Os personagens dannunzianos também eram inspirados na obra de Nietzsche, sendo movidos pelo instinto. É claro que para o poeta que se orgulhava de possuir uma vida acima das dos homens comuns, as ideias de Nietzsche respondiam perfeitamente aos seus desejos literários. Havia, sem dúvida, certas afinidades entre o temperamento do poeta e o ideal de Nietzsche: o desejo de domínio, a ambição, a ousadia e a paixão. D‟Annunzio sentia tudo intensamente e assim também agia. Não havia lugar para o meio, tudo era forte, violento e com um apreço pelo exagero. Por essa razão, D‟Annunzio afasta-se da concepção de crime que possuíam os clássicos gregos que tinham por finalidade a nobre afirmação do bem sobre todas as coisas e pessoas.

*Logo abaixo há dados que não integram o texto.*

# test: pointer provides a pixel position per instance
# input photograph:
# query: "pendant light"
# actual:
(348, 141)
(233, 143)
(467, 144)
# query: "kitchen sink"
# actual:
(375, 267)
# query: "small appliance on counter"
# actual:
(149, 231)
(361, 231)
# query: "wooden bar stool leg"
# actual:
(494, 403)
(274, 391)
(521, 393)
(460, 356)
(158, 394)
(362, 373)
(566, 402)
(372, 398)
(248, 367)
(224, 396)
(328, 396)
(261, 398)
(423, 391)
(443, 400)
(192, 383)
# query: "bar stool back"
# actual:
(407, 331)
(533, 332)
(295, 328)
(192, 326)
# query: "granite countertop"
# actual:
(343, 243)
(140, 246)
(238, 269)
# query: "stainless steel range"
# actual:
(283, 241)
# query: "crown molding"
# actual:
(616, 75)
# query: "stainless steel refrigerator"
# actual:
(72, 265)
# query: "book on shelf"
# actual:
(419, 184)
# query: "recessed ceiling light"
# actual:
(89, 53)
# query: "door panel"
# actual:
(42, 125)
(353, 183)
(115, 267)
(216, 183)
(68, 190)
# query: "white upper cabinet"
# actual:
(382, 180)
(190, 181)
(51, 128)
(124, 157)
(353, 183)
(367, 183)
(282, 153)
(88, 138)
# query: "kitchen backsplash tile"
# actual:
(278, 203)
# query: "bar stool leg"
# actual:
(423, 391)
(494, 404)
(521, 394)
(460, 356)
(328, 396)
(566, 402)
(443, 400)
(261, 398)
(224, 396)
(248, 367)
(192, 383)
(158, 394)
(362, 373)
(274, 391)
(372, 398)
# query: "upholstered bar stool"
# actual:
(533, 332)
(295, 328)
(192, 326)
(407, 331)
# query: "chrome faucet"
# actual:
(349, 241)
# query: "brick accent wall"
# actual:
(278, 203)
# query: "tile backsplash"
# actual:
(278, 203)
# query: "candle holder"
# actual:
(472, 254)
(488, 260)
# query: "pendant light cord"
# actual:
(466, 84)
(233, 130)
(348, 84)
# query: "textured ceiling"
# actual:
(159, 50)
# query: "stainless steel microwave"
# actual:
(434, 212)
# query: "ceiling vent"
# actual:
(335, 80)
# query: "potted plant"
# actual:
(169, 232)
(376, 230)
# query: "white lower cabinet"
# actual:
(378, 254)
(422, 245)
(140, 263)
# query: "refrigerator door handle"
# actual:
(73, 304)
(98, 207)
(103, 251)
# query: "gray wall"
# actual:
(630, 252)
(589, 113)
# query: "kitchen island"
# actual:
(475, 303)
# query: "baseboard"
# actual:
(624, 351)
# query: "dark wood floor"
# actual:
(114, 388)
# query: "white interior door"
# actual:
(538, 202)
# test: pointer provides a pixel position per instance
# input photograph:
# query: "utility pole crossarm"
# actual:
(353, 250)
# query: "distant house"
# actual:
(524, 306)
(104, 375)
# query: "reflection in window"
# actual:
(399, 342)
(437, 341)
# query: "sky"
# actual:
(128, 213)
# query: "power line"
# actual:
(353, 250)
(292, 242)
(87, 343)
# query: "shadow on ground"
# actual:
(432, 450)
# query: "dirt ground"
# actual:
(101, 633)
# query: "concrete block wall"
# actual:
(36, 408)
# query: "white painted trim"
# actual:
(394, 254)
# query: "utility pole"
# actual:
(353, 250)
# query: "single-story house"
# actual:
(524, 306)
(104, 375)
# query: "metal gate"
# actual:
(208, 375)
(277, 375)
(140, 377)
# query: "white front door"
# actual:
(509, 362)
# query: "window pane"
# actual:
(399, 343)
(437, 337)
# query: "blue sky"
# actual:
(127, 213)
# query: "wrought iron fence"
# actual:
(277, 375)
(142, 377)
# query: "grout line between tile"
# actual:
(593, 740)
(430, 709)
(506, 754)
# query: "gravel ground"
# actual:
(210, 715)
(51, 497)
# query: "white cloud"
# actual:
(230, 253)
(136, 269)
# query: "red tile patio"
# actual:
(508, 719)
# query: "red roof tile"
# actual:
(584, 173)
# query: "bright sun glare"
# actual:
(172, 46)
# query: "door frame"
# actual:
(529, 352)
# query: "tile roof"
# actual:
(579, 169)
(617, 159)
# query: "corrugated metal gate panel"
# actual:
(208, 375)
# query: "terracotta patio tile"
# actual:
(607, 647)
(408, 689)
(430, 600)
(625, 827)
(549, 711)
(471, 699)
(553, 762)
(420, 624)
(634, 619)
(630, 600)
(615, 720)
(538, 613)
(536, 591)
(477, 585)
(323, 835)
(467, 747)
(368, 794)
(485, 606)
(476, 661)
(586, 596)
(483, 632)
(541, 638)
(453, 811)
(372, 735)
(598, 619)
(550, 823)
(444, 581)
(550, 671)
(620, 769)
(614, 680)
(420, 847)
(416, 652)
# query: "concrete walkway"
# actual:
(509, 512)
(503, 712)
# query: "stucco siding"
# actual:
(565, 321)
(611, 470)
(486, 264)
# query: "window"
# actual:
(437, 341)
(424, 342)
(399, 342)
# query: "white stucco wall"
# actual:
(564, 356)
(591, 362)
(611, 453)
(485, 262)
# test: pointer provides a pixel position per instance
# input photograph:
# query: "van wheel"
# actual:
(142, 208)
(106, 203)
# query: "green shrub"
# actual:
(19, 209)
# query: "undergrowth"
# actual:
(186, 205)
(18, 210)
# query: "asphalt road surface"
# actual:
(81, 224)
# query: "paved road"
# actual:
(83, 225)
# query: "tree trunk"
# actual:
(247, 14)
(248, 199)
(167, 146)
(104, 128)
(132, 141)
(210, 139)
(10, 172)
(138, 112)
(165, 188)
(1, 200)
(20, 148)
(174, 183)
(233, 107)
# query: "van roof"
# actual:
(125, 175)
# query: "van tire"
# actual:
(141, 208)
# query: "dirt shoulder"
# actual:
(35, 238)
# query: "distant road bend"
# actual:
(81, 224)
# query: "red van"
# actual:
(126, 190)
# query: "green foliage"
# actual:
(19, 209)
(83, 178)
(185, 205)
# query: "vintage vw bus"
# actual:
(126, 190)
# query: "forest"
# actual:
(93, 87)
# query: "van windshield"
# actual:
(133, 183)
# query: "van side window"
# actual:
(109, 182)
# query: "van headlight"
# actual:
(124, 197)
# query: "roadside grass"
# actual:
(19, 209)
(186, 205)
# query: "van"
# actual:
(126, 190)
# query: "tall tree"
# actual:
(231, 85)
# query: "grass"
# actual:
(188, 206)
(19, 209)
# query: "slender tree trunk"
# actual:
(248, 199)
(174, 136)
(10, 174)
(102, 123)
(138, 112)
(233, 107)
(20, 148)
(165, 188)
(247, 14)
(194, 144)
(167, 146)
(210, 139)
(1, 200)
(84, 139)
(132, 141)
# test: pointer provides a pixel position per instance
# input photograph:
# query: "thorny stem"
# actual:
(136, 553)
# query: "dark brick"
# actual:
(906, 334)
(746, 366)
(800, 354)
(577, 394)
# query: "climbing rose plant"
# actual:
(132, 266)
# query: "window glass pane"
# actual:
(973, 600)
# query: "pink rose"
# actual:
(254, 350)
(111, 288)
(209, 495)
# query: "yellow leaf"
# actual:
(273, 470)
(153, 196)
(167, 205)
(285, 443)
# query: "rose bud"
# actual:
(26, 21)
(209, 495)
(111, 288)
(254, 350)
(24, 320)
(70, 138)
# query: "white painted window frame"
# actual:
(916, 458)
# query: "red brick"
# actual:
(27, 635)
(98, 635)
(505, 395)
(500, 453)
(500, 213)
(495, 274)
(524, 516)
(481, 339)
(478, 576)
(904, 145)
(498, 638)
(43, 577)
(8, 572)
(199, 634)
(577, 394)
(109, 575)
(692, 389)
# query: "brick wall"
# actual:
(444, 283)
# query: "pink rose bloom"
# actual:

O herói grego, segundo Staiger, que praticava o crime, terminava punido e reconhecendo a necessidade da punição. Já o herói dannunziano entende que a morte é como um símbolo de purificação, como foi observado no capítulo anterior nas personagens principais das tragédias e como também será observado mais especificadamente em Mila, de La figlia di Iorio e em San Sebastiano, de Il Martirio di San Sebastiano.

Em D‟Annunzio, o crime é algo necessário para a expansão e purificação do indivíduo. Nos gregos, é a punição do homem para a vitória do bem. Os heróis gregos agiam pela vontade do destino, os dramas infundiam terror ao público, entretanto, era um terror sagrado, desconhecido. Os espectadores sentiam piedade pelos heróis que eram vítimas do destino. Esses eram sem culpa, pois sofriam pelos erros dos antepassados e o destino nada mais era que a justiça sobre a terra, ocorria, nesse momento, a catarse.